Royal China, Inc. v. Regal China Corp.

279 A.D. 515, 110 N.Y.S.2d 718
CourtAppellate Division of the Supreme Court of the State of New York
DecidedMarch 11, 1952
StatusPublished
Cited by3 cases

This text of 279 A.D. 515 (Royal China, Inc. v. Regal China Corp.) is published on Counsel Stack Legal Research, covering Appellate Division of the Supreme Court of the State of New York primary law. Counsel Stack provides free access to over 12 million legal documents including statutes, case law, regulations, and constitutions.

Bluebook
Royal China, Inc. v. Regal China Corp., 279 A.D. 515, 110 N.Y.S.2d 718 (N.Y. Ct. App. 1952).

Opinion

Cohn, J.

Plaintiff is a corporation organized under the laws of the State of Ohio. Defendant is a New York corporation, which according to the complaint, does no business in the State of Ohio nor do any of its officers, directors or agents reside in that State. It owns 16,020 shares or 23% of the 70,000 outstanding shares of stock of plaintiff corporation.

The action is equitable, and the complaint demands judgment against defendant (1) permanently enjoining defendant from transferring or dealing in the shares of stock it owns in plaintiff corporation except only to surrender these certificates to plaintiff for exchange for new certificates hearing legends relating to plaintiff’s pre-emptive rights therein and lien rights thereon (2) ordering defendant to surrender to plaintiff its certificates of stock for exchange for new certificates bearing legends relating to plaintiff’s pre-emptive rights and lien rights. At the Special Term plaintiff on motion was granted an injunction pendente lite restraining defendant from transferring or selling its stock except only to surrender the certificates to plaintiff for exchange for new certificates bearing the legends above described. Defendant made a cross motion to dismiss the complaint for insufficiency which was denied. From those two orders this appeal has been taken.

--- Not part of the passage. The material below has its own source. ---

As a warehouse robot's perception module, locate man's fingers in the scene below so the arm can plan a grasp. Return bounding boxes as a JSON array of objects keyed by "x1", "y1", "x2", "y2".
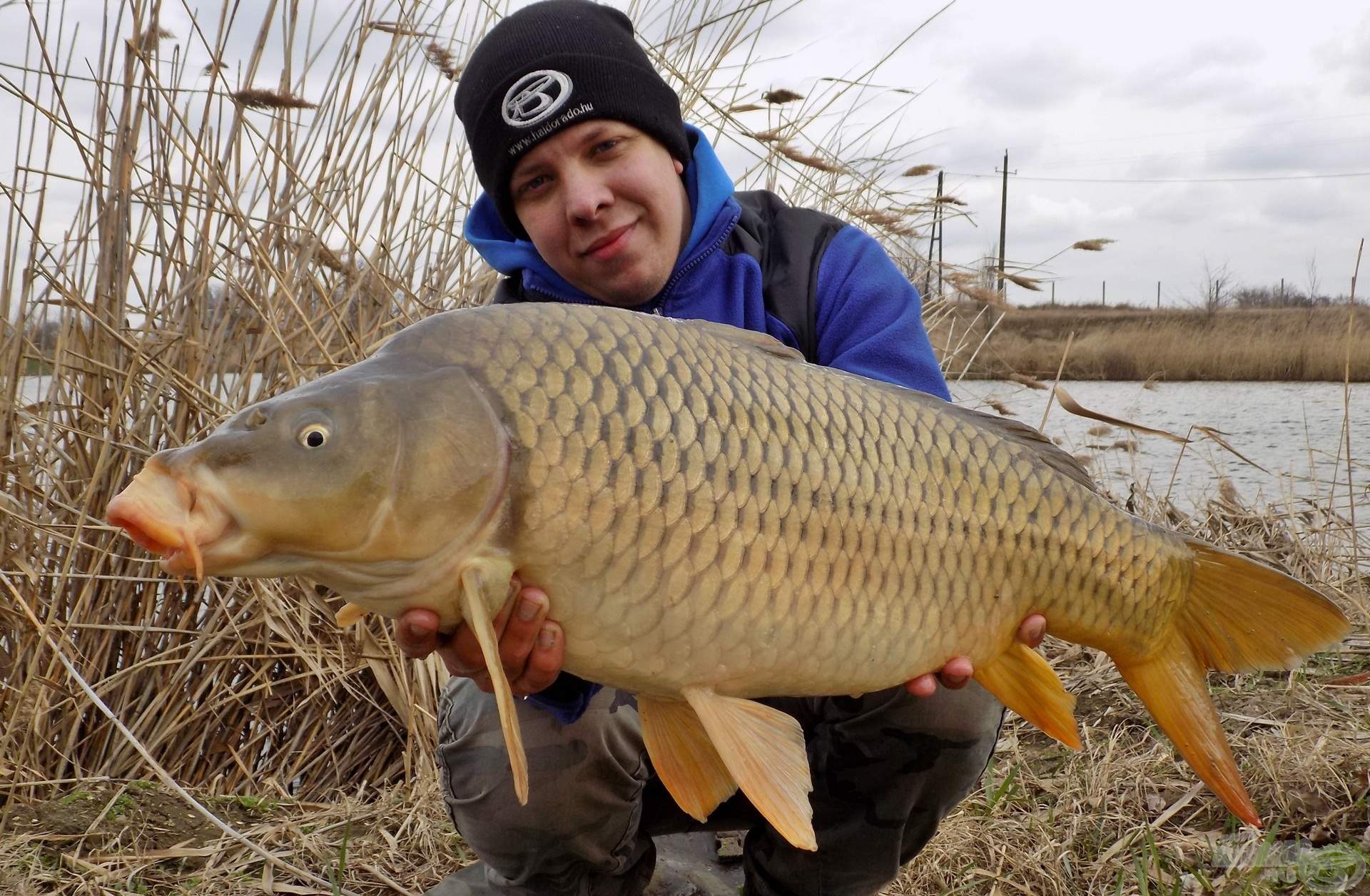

Plaintiff’s demand, as set forth in its complaint, for a mandatory injunction restraining defendant from selling or assigning its stock in its present form and compelling defendant to surrender its shares to plaintiff for exchange is based upon corporate action taken by plaintiff in the State of Ohio in June, 1951, which effected amendments to its charter and by-laws. By this means plaintiff corporation, as to all outstanding shares of stock, undertook: (1) to create in the corporation an option right requiring a stockholder to offer his shares to the corporation before he might sell them to some third party; (2) to create in the corporation lien rights affecting a stockholder’s shares ; and (3) to require all stockholders to turn in their shares in [517]*517exchange for new certificates hearing restrictive legends setting forth the newly created option and lien rights of the corporation.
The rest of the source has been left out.